Goose is allergic to bee stings. How allergic? Hard to say. It’s not one of those things we regularly test run. What we do know is that he is getting more anaphylactic with each sting Ergo, we take measures to keep the stinging little suckers – and their cousins – at bay.
You can buy your own Wasp Trap from a local hardware store. They are really not a huge investment. What they are, is more than a bit of a pain to clean. Laziness being the uncle of invention, we read up, test drove, and perfected this DIY version of a wasp trap.
Start with an empty 2L pop bottle. For ease of use, rinse it out. Given that it is an insect morgue, I really wouldn’t worry about going all the way to soap and water. You can use any type of bottle, but the contoured ones really work best.
Cut the top off like so.
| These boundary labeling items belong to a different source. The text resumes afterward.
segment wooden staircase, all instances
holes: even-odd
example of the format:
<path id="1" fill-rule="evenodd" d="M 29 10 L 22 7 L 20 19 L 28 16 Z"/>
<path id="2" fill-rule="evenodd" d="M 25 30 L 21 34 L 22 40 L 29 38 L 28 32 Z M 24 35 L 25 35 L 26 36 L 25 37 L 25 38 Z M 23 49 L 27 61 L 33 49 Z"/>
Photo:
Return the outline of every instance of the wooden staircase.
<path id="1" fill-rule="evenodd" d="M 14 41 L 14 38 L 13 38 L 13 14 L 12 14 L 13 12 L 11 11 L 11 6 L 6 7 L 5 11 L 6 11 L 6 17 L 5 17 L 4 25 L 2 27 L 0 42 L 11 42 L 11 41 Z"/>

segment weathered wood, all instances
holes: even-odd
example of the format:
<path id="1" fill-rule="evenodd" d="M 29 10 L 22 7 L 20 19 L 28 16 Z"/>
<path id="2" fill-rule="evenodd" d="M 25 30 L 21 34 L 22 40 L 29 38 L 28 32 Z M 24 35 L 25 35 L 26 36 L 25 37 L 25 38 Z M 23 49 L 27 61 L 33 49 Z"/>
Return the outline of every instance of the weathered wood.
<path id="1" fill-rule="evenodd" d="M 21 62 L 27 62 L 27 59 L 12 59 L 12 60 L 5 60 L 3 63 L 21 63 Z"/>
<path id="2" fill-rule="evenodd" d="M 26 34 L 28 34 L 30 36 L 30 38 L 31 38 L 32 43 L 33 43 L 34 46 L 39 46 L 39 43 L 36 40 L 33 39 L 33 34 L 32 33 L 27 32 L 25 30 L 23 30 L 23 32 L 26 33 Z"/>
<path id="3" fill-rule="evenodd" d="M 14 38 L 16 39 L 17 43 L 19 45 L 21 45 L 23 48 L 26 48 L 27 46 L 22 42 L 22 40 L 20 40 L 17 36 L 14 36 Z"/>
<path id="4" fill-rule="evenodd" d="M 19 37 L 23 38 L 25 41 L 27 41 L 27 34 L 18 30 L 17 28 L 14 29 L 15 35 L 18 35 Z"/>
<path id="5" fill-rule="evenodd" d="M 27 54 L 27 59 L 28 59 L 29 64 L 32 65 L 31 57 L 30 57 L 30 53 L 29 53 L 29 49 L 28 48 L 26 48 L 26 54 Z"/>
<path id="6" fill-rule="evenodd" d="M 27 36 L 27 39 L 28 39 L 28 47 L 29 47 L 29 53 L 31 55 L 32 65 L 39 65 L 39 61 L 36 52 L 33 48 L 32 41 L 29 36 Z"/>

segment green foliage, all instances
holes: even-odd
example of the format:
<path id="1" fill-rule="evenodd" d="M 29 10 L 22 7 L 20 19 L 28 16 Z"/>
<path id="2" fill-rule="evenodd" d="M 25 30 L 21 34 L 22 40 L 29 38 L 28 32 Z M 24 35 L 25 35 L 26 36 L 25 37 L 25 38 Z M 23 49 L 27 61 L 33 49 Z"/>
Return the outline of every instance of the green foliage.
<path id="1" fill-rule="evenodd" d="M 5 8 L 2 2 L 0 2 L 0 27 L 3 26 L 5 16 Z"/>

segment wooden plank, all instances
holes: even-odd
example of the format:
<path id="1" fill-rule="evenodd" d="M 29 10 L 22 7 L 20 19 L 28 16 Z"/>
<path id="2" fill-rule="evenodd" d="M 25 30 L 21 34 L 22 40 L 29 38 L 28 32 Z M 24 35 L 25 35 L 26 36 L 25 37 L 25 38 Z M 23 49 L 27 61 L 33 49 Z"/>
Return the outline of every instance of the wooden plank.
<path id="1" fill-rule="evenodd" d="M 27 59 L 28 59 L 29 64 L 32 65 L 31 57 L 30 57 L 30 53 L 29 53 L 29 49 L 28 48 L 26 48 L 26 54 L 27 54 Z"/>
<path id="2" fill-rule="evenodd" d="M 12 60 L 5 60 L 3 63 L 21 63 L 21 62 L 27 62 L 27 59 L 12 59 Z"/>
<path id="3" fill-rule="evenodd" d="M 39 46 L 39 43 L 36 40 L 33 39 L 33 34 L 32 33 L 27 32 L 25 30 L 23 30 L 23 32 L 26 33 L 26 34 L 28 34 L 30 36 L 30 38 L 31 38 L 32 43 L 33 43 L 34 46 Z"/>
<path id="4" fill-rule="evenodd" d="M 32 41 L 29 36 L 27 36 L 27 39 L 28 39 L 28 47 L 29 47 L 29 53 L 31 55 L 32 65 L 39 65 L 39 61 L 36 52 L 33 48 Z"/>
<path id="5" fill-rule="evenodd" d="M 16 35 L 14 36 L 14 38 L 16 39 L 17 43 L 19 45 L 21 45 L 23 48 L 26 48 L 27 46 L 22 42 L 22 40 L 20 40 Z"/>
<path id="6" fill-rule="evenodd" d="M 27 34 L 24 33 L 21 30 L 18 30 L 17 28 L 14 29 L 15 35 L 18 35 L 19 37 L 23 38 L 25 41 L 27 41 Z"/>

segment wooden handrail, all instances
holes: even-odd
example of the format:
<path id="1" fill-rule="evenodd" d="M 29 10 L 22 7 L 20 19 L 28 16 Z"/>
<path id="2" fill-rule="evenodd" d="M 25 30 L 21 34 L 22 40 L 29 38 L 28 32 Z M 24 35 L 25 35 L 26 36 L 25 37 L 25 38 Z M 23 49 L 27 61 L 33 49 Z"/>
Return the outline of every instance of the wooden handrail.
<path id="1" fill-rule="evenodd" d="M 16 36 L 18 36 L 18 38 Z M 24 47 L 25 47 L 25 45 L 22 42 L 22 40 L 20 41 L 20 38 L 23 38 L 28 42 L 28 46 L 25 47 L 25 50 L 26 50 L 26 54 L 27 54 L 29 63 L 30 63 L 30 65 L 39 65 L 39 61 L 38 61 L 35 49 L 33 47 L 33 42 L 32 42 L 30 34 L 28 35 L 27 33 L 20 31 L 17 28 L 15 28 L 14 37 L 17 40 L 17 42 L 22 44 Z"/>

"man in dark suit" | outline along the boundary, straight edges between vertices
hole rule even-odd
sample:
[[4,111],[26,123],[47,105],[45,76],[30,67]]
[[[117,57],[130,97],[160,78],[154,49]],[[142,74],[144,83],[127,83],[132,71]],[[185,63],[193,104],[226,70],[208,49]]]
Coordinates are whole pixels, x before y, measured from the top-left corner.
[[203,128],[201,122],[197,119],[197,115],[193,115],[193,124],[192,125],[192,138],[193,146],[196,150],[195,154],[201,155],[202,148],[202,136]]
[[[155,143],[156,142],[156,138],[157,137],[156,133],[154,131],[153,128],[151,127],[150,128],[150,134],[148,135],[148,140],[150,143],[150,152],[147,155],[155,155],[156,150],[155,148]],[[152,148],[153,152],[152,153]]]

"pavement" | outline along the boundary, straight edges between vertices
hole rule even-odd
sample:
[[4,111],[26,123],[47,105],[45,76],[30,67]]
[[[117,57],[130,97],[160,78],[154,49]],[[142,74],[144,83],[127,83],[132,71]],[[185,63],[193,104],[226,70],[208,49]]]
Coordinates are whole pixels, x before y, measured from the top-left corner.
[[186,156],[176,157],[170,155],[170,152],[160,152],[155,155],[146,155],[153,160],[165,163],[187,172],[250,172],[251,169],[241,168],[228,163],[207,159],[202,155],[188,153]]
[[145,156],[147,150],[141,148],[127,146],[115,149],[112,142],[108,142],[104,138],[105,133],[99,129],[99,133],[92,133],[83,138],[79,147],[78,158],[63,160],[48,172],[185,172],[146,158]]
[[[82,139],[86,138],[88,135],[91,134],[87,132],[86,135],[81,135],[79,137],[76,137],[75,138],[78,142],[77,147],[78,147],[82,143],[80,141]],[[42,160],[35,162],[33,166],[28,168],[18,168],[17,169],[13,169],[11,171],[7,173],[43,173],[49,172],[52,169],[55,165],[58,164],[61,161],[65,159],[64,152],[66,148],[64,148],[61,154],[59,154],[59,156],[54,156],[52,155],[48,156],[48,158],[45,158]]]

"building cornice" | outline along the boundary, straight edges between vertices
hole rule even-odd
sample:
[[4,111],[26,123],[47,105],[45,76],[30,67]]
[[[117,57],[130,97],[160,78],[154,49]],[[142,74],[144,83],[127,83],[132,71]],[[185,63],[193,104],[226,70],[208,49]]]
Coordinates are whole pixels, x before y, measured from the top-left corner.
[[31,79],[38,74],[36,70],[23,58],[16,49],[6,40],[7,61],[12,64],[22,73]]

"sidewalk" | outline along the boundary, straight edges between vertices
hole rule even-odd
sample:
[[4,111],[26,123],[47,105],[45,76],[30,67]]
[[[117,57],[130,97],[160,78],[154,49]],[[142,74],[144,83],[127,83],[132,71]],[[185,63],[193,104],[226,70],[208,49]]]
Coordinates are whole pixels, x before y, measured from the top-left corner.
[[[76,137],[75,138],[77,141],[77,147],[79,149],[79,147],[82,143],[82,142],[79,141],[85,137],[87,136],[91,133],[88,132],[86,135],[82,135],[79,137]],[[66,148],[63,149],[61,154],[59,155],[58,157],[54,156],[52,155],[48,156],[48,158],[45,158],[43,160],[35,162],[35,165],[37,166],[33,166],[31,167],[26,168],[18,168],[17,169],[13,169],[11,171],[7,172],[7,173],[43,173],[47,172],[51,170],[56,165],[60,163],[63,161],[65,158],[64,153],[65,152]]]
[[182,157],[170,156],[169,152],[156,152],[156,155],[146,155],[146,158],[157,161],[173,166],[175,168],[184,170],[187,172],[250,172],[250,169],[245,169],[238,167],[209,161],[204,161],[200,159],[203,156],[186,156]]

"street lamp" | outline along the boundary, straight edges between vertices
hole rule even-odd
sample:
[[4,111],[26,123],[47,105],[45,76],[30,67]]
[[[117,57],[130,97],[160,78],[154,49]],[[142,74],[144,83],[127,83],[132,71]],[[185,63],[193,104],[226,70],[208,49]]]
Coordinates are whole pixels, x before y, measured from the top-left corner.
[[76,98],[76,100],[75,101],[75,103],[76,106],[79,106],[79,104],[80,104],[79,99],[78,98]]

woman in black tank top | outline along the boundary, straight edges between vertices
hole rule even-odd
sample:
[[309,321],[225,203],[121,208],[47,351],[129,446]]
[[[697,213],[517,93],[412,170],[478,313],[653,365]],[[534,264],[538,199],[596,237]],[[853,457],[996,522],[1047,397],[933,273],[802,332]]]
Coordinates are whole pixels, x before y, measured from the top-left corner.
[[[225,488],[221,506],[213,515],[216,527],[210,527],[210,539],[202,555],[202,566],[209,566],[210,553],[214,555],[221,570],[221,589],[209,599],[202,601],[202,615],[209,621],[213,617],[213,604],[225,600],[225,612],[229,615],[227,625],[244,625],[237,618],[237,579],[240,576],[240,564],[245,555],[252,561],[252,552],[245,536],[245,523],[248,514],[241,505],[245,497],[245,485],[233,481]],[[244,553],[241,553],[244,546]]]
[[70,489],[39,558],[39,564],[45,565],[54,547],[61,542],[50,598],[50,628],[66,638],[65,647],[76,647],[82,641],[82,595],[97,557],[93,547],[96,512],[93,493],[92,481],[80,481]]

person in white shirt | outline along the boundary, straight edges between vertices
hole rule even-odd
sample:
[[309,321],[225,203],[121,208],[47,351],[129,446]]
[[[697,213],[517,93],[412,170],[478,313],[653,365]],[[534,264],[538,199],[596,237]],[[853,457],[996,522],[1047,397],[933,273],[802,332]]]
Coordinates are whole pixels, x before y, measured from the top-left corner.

You’ll want to cut right about where the label used to be.
Tie a piece of cord around the concave portion of the bottle. Then tie four equal length cords, at regular intervals, around it. Tie the four cords together somewhere around 8″ above the top of the cut bottle.
Here is a close up of my ramblings. The semi-final step is to invert the top into the bottle.
Now, for the drink selection for our leetle friends. This is the time to break out the cheap-o, no name, got left in the back of the fridge and forgotten about from a party three weeks ago soda. Or pop, depending on where you are from. You do need to make sure it is full sugar; no diet stuff here (they are smarter than that). As a final point, ginger ale doesn’t have enough sugar to work.
Then, pour it in baby. Again, use the string line as a guide for filling your trap.
And there she be. Hang it up where your leetle stinging friends congregate. Keep and eye on it. The flying little menaces will find their way in, but not out. And they can’t swim.
When the carcases begin to accumulate, simply pull the top, empty, rinse, repeat. If the contraption gets too groady (and it might if it’s in a sunny spot), toss it in the recycling bin and start again. And at the end of the buggy season, really throw it in the recycling bin and have nothing to clutter up your garage over the winter. And no need to try and find it next spring either.
And there, as E1 would say: easy peasy lemon squeazy.